ABSTRACT
Calciphylaxis is a rare disorder characterized by vascular calcification and thrombosis of the subcutaneous microcirculation, leading to painful necrotic skin lesions and bearing a dreadfully high mortality rate. This syndrome is frequently also termed uraemic calcific arteriolopathy, since most cases are observed in patients with kidney failure. However, it is increasingly clear that calciphylaxis may also affect patients with normal or only slightly impaired renal function, including kidney transplant recipients. A precise definition of the characteristics and risk factors of calciphylaxis developing after kidney transplantation has been hindered by the extreme rarity of this condition, which also hampered the development of effective therapeutic strategies. In the present issue of CKJ, Guillén and colleagues report the largest case series of calciphylaxis in kidney transplant recipients to date, outlining several features that are apparently specific to this population. In this editorial, we briefly present the epidemiology and pathogenesis of calciphylaxis in different patient populations and discuss recent findings for its therapeutic management.
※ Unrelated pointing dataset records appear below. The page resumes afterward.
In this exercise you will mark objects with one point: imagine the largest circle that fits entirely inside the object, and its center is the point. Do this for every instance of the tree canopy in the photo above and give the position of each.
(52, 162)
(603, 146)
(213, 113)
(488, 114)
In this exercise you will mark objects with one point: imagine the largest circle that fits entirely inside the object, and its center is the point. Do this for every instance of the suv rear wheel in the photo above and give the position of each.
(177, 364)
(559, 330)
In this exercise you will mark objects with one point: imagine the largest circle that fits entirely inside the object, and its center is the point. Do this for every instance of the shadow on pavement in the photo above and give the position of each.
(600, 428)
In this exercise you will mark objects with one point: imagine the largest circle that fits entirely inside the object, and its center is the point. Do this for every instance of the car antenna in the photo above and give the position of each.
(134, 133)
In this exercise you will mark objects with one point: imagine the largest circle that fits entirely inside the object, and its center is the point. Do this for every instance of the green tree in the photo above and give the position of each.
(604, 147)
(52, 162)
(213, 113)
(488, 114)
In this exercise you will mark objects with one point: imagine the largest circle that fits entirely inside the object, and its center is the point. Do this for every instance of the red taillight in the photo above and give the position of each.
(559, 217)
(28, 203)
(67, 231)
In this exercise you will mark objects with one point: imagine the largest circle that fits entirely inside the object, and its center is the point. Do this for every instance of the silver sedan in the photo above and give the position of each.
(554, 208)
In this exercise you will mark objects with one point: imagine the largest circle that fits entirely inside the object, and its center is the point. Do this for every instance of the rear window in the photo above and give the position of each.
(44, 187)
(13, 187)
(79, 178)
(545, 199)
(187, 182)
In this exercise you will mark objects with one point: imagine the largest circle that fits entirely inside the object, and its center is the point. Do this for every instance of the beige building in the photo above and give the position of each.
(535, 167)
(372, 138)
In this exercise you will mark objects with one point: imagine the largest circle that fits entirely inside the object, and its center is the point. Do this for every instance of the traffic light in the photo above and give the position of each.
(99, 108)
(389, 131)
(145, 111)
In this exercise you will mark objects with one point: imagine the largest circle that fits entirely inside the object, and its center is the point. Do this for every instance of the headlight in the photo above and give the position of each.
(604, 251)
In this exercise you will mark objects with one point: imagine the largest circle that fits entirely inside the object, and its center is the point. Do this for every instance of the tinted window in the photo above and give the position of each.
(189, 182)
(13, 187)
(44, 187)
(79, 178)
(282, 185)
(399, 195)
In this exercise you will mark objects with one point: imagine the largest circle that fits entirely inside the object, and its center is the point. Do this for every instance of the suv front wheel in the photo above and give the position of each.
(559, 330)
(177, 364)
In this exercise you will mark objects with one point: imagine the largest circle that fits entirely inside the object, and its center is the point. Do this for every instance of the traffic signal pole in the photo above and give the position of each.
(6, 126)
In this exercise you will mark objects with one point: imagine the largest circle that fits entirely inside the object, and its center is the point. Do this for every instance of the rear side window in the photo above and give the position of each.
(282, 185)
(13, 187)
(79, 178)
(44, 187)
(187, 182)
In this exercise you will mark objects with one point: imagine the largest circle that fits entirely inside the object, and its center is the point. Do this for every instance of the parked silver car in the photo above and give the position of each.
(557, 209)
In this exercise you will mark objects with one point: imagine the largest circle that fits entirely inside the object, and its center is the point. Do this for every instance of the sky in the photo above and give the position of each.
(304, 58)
Keywords: calcific uraemic arteriolopathy, chronic kidney disease, renal transplantation, vascular calcification
SCOPE OF THE PROBLEM
Calciphylaxis is an extremely rare syndrome characterized by vascular calcification and thrombosis of the subcutaneous microcirculation. Ensuing ischaemia results in multiple painful skin lesions, which rapidly progress to ulceration with black eschars once necrosis of epidermal and adipose tissue has developed [1]. Short-term prognosis is poor, usually due to superimposed infections resulting in sepsis [2–4].
Since calciphylaxis is typically observed in patients with kidney failure, this syndrome is frequently also termed uraemic calcific arteriolopathy [2, 3, 5]. Chronic kidney disease is associated with progressive vascular calcification, and uraemia leads to extensive alterations in bone mineral handling that may predispose to calciphylaxis. However, several case series have clarified that calciphylaxis may also seldom affect patients with normal or only slightly impaired renal function, including kidney transplant recipients [3, 6].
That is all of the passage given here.